Two hundred years ago, most human beings could be expected to live for little more than 30-40 years. That’s if you survived childhood; 40 percent died before age five, even in wealthy ‘Western’ countries. Today, Kiwis have nearly the highest life expectancy in the world, at ~81 years. Much of this advance has been as a result of knowledge discovery and technology development in nutrition, food supply, sanitation and medical treatments.
Education is another important indicator of human development. In 1800, almost 90 percent of the world’s population could neither read nor write. My great grandfather, Thomas Taberner, according to our grandfather, could barely write his name and at the age of eleven began working in a coal mine. His first two wives died in their 20s; his third spouse, also illiterate, was my great-grandmother. My great grandfather on my mother’s side was sent to work in a flax mill at Raglan when he was nine. He never completed any more schooling.
In 1820, 90 percent of the world’s population, including many in ‘the West’, lived in extreme poverty and struggled every day just to survive. Now, fewer than 10 per cent are extremely poor. This millennium alone, 170,000 people been lifted out of extreme poverty every day. Although many remain poor, those numbers are still staggering.
And for those of us in wealthy societies, think of the impact of the development of household appliances, which have cut the number of hours that we as families spend on household chores from 60 hours a week in 1900 to less than 19 hours a week today. So much hassle has been removed from our lives by the invention of the washing machine, the vacuum cleaner and also the refrigerator – the latter being perhaps the appliance most difficult to imagine life without.

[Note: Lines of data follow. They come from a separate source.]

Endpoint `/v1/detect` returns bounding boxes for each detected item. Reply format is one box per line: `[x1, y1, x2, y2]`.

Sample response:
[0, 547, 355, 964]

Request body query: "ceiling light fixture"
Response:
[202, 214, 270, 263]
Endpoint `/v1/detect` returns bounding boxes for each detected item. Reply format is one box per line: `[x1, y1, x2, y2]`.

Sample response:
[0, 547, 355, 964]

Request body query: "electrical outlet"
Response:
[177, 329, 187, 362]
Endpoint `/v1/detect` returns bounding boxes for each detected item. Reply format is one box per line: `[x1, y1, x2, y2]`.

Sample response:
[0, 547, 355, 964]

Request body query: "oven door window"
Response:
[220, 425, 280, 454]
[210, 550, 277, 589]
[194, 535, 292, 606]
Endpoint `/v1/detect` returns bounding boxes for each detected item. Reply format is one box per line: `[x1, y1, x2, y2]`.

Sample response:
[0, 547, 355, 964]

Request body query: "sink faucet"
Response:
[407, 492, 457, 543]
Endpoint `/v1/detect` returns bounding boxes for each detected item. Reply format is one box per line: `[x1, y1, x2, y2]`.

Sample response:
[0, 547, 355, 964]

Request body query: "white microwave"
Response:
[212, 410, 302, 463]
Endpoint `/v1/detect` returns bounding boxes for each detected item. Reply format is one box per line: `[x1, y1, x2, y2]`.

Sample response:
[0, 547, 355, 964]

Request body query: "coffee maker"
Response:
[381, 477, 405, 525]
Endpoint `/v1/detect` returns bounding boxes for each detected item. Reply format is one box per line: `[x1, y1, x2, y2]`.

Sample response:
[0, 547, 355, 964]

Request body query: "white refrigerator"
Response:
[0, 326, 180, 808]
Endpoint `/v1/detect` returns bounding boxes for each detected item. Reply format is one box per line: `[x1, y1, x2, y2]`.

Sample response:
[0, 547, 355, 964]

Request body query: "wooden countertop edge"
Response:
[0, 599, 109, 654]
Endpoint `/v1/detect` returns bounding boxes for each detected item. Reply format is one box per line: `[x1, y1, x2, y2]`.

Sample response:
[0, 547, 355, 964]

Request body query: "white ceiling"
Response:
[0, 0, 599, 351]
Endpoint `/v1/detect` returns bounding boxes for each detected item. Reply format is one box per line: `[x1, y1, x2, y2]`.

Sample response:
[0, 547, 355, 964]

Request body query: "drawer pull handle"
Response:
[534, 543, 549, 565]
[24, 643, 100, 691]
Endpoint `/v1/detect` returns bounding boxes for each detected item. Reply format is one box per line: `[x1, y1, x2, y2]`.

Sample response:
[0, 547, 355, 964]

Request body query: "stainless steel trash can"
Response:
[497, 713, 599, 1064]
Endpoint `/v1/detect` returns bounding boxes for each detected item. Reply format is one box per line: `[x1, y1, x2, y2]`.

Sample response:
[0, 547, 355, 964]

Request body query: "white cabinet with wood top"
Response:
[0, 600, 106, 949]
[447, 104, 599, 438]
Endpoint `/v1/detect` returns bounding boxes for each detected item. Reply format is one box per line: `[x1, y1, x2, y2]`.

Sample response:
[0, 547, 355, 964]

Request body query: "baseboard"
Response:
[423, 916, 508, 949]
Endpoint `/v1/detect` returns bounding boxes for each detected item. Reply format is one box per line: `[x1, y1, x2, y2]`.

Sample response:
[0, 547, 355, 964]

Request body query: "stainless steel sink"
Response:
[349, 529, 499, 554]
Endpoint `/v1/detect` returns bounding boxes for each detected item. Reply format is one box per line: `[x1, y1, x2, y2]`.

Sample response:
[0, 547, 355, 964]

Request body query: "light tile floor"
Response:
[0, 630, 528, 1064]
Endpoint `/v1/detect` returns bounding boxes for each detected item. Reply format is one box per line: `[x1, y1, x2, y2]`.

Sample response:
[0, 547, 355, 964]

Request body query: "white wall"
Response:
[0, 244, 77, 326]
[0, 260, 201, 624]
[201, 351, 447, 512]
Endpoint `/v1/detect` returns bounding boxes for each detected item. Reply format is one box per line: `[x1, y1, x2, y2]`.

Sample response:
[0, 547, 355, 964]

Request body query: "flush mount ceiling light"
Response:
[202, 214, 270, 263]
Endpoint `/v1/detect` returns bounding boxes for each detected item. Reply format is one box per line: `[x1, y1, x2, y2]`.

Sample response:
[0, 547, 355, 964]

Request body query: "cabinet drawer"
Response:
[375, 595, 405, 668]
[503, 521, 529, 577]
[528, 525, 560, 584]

These advances we’ve made have come at the expense of enormous amounts of energy and resources from the earth, and whether that’s sustainable, long-term, is another story. I hope that we will be able to raise the quality of all human lives, at lower energy cost and in a way that will be better for the planet. But it’s important that we don’t romanticise the lifestyles of our ancestors. If we want to go back to ‘the good old days’ we’ve got to be prepared for 44 percent of children dying before they’re five years old as a result of untreatable life-threatening diseases, so say nothing of near-continuous warfare and conflict.
Covid-19 has been referred to “unprecedented” and in many ways it is – including our ability to control its spread. In the six weeks that the so-called Spanish flu hit New Zealand in 1918, 8,500 people died. Samoa lost 22 percent of its population in that pandemic and in Aotearoa around 2500 Māori perished.

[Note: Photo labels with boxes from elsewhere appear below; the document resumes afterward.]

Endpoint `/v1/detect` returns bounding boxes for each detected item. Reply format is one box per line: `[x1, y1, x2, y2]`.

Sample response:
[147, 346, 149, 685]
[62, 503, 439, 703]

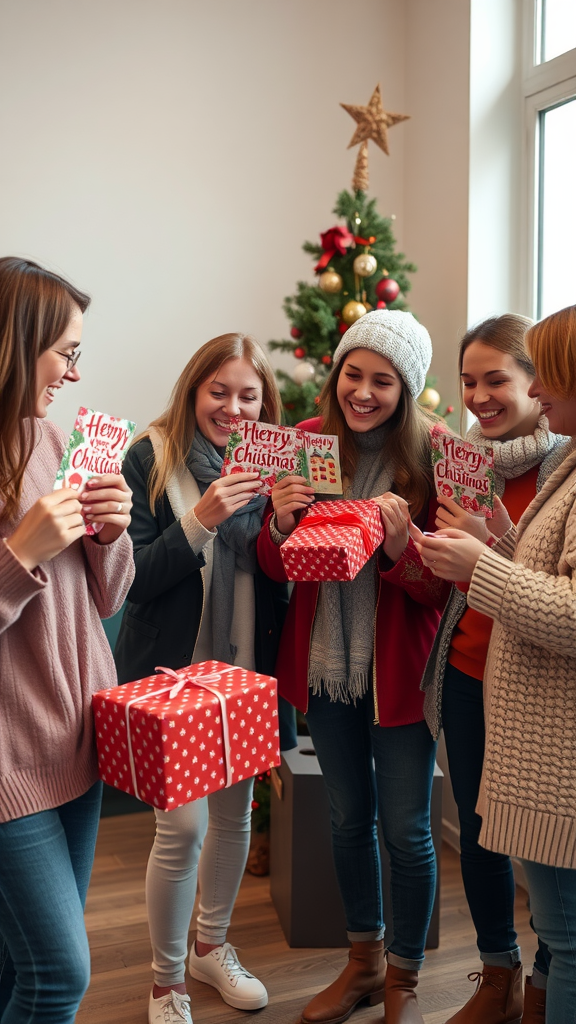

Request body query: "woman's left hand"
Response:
[372, 490, 410, 562]
[79, 473, 132, 544]
[410, 525, 486, 583]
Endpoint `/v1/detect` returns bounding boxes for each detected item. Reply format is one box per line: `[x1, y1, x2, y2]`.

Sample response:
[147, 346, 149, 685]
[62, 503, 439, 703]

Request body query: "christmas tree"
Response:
[269, 86, 416, 424]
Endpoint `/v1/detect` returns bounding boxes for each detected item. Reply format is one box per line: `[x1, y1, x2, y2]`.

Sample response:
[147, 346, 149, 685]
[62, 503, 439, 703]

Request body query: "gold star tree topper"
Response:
[340, 84, 410, 191]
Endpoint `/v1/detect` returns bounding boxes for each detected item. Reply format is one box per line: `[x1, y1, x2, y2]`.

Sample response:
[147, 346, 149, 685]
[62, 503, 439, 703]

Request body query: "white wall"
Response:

In terms of the number of deaths, and lives ruined, Covid-19 doesn’t compare to the Spanish flu. That’s because of the advances made by learning institutes and industries here and around the world, which means we have better information, better communication and better understanding of viruses and how to contain them. New Zealand has done well in the Covid-19 pandemic because it has listened to its scientists.
Yes, there are myriad reasons to be optimistic, and statistics that can help us take stock of how much better our lives have become. New Zealand has one of the best healthcare systems in the world, rates of violence are at historical lows, and we are living in a historically peaceful era that has been referred to as ‘the long peace’. In addition, leisure time, travel, information, freedoms and human rights are all increasing.
When considering whether life is getting better or worse, we need to remember to do the maths. The numbers show it’s not all bad news, and most of it is good news. Just because something is bad today doesn’t mean it was better in the past. We have reason be sceptical, but many more reasons to be optimistic, and especially to be grateful.